Chapters of Salafi in the United States have been on the decline post 9/11, with barely a handful of them remaining. One factor, besides the apparent, is that the eastern Salafi believers did not care for the western. Looking to the premise of the movement, “only Muslims from Allah’s era can really understand,” and you can see why westerners would be even further off the mark. Additionally isolationism is to blame.

Offbeat Perceptions
While researching Salafi I found a lot of western literature criticizing them as a terrorist organization promoting violence. Although even al-Qaeda identifies themselves as Salafi. (Global security) But from my own assessment, however, it seems like they were scapegoated post 9/11 just like any other Islam group. But what struck me oddly was what a Muslim might say about a Salafi believer, “Mention the word ‘Salafi’ to a Muslim what often comes to mind is a criminal who marries several times.” (Umarless) However, that was a rare clip.

I do believe Salafi are both peaceful and violent in nature.
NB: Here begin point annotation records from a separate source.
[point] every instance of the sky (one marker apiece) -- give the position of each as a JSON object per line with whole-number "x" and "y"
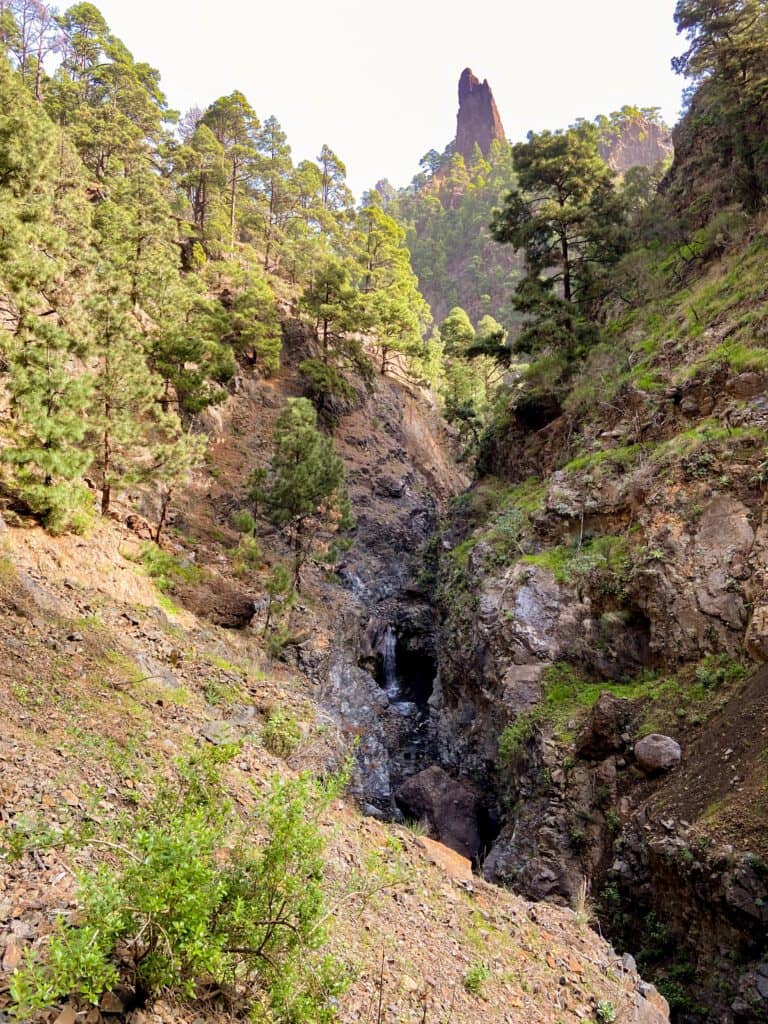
{"x": 378, "y": 81}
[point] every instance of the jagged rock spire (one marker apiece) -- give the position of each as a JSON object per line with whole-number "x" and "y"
{"x": 478, "y": 120}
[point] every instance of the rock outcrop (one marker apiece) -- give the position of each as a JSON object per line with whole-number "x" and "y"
{"x": 656, "y": 754}
{"x": 639, "y": 143}
{"x": 478, "y": 122}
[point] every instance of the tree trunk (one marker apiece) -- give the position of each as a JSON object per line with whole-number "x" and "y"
{"x": 164, "y": 505}
{"x": 105, "y": 470}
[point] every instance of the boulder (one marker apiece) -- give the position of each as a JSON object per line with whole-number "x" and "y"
{"x": 655, "y": 754}
{"x": 602, "y": 732}
{"x": 453, "y": 808}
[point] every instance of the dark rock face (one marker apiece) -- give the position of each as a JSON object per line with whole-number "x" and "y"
{"x": 604, "y": 731}
{"x": 453, "y": 808}
{"x": 478, "y": 121}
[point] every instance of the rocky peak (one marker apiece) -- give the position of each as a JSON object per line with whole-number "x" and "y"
{"x": 478, "y": 120}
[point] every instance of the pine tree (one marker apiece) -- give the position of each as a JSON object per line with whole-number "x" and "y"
{"x": 567, "y": 219}
{"x": 304, "y": 492}
{"x": 44, "y": 235}
{"x": 235, "y": 125}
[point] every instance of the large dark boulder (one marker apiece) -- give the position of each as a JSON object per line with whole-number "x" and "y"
{"x": 452, "y": 808}
{"x": 607, "y": 723}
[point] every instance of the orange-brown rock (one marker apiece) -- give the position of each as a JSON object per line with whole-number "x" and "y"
{"x": 448, "y": 860}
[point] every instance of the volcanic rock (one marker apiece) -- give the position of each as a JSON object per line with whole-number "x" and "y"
{"x": 478, "y": 121}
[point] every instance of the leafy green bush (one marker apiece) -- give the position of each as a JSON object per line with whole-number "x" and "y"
{"x": 189, "y": 897}
{"x": 476, "y": 977}
{"x": 605, "y": 1012}
{"x": 166, "y": 569}
{"x": 281, "y": 734}
{"x": 516, "y": 736}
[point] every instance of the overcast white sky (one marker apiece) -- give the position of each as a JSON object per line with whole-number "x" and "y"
{"x": 377, "y": 79}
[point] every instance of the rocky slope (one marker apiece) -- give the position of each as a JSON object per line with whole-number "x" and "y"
{"x": 105, "y": 680}
{"x": 620, "y": 549}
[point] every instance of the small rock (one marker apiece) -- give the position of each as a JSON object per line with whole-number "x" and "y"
{"x": 218, "y": 733}
{"x": 657, "y": 754}
{"x": 629, "y": 964}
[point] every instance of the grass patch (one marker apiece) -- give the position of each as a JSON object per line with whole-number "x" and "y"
{"x": 608, "y": 559}
{"x": 166, "y": 569}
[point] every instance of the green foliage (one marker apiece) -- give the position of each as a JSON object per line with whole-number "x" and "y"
{"x": 328, "y": 388}
{"x": 446, "y": 216}
{"x": 604, "y": 561}
{"x": 281, "y": 734}
{"x": 516, "y": 736}
{"x": 726, "y": 61}
{"x": 475, "y": 977}
{"x": 567, "y": 218}
{"x": 719, "y": 670}
{"x": 605, "y": 1012}
{"x": 304, "y": 491}
{"x": 166, "y": 569}
{"x": 171, "y": 910}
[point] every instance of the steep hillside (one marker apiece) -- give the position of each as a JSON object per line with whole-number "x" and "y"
{"x": 108, "y": 682}
{"x": 604, "y": 581}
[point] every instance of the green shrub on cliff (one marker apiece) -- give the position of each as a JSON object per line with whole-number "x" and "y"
{"x": 190, "y": 899}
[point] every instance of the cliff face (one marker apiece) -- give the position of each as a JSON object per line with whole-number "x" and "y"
{"x": 478, "y": 120}
{"x": 639, "y": 143}
{"x": 608, "y": 582}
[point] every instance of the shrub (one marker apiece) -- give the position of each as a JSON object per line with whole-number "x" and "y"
{"x": 281, "y": 734}
{"x": 516, "y": 736}
{"x": 189, "y": 898}
{"x": 476, "y": 977}
{"x": 605, "y": 1012}
{"x": 166, "y": 569}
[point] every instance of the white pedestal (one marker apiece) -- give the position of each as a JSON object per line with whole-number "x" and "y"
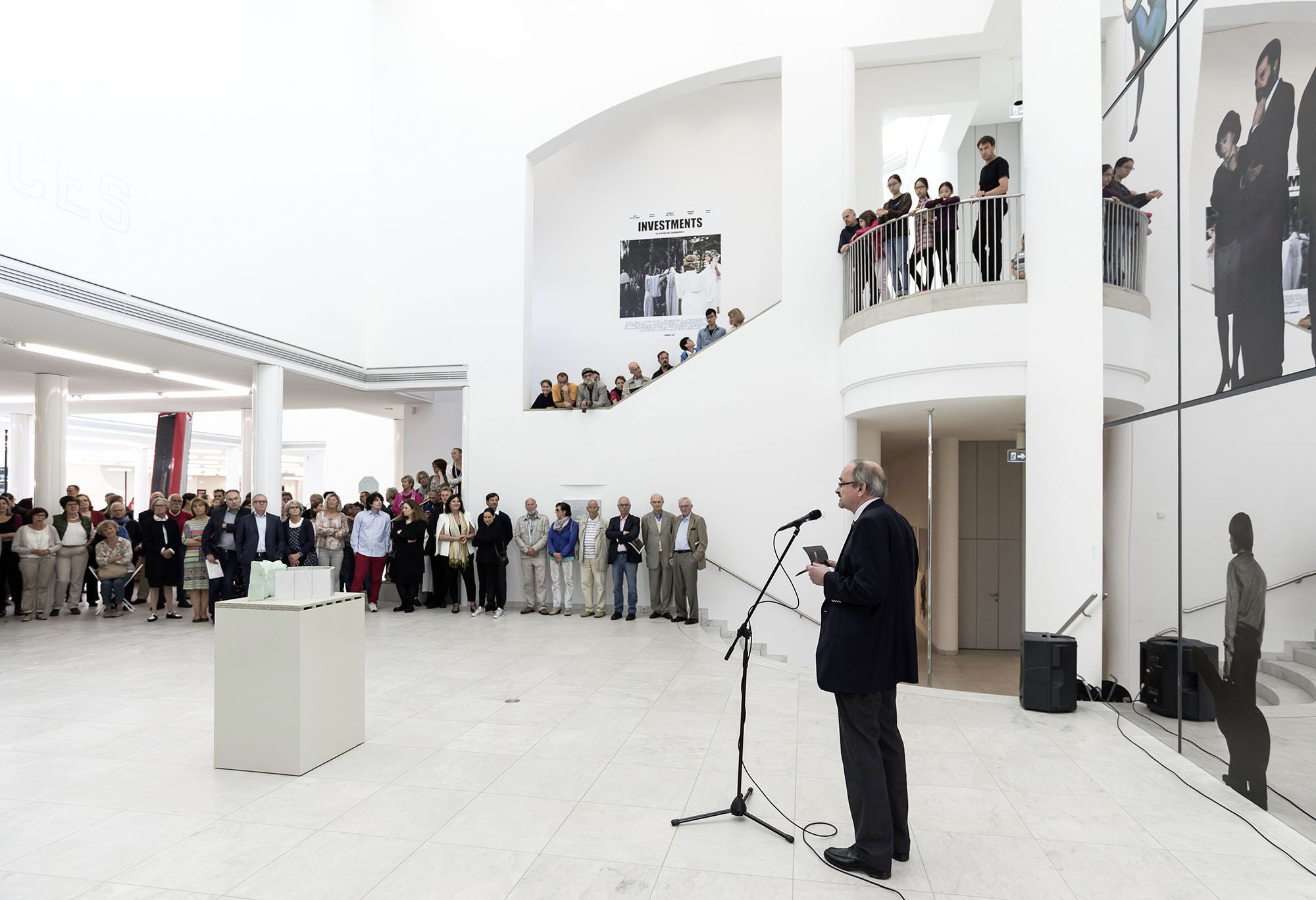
{"x": 290, "y": 682}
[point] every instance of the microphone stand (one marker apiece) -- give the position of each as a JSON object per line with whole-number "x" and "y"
{"x": 747, "y": 635}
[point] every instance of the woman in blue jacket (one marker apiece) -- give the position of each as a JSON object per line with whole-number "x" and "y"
{"x": 563, "y": 539}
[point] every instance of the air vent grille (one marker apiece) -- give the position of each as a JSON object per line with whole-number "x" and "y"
{"x": 98, "y": 298}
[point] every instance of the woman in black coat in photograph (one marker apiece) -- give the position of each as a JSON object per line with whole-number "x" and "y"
{"x": 409, "y": 565}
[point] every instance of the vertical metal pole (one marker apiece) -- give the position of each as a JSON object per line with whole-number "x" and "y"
{"x": 927, "y": 570}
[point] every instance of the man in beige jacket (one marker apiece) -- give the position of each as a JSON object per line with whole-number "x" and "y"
{"x": 657, "y": 532}
{"x": 593, "y": 553}
{"x": 686, "y": 560}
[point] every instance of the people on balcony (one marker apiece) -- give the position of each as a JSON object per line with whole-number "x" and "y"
{"x": 852, "y": 226}
{"x": 946, "y": 223}
{"x": 564, "y": 393}
{"x": 545, "y": 399}
{"x": 896, "y": 239}
{"x": 993, "y": 182}
{"x": 923, "y": 236}
{"x": 711, "y": 334}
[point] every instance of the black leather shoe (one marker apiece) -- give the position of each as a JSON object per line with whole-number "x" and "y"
{"x": 851, "y": 861}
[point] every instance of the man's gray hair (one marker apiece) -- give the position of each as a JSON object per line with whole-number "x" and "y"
{"x": 871, "y": 477}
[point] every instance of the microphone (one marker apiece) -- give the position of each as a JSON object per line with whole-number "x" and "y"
{"x": 807, "y": 518}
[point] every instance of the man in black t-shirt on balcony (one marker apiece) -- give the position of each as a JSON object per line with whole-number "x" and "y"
{"x": 993, "y": 184}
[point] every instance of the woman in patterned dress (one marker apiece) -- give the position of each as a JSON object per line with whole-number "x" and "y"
{"x": 299, "y": 538}
{"x": 195, "y": 577}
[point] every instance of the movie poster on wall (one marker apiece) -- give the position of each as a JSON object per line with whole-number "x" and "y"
{"x": 671, "y": 272}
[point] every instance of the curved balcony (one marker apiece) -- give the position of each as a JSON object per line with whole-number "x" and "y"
{"x": 964, "y": 335}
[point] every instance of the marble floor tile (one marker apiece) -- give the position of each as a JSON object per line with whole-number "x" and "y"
{"x": 328, "y": 866}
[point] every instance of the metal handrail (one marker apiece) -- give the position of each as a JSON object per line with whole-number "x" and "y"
{"x": 739, "y": 578}
{"x": 1081, "y": 611}
{"x": 872, "y": 274}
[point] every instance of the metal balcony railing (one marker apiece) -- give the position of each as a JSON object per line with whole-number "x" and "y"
{"x": 973, "y": 241}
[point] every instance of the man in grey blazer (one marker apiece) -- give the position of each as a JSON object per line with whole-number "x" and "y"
{"x": 532, "y": 540}
{"x": 659, "y": 532}
{"x": 686, "y": 560}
Islam is a peaceful message, yet it must also defend itself and spread at the same time… “Salafi projects therefore rely on memories of Islam's early battles in order to fight contemporary wars and reinvoke questions of survival and oneness in order to posit grounds for jihad against innocents.” (Clogic)

The Salafi envisioned society is utopian based precisely for its impossibility, for its purely imaginative status, according to Maryam El-Shall. (clogic) Shall calls the Golden Age of Islam a complete fantasy, a product of select memory even. “The Golden Age of Islam is remembered as the period of "pure Islam," when, because Muslims practiced their faith perfectly, God rained down His blessings on them, ensuring their military and economic success and as well as their cultural dominance.7 Not accidentally, this period also coincides with the West's Dark Ages.8 It was a utopic moment in the history of Islam precisely because it never really existed, except in the contemporary Salafi imagination.” (clogic) He summarizes the Salfi movement as one of “subjective unity,” using that phrase based on Freud’s definition of obsession with the past as a group.

”Part of the Salafi project, then, is not destruction of current Western hegemonic culture in the Muslim world and beyond, but an actual reconstruction of the past in the present for the creation of a kind of utopian future. In this way, then, the Salaf, like the Utopian, straddles two separate set of moments alternately. He looks to the past to correct the present and yet uses the present to create a future based dramatically on the ethos of a mythical past.” (Maryam El-Shall)

Salafism is another generic term used similarly, as a Sunni Islamic school of thought.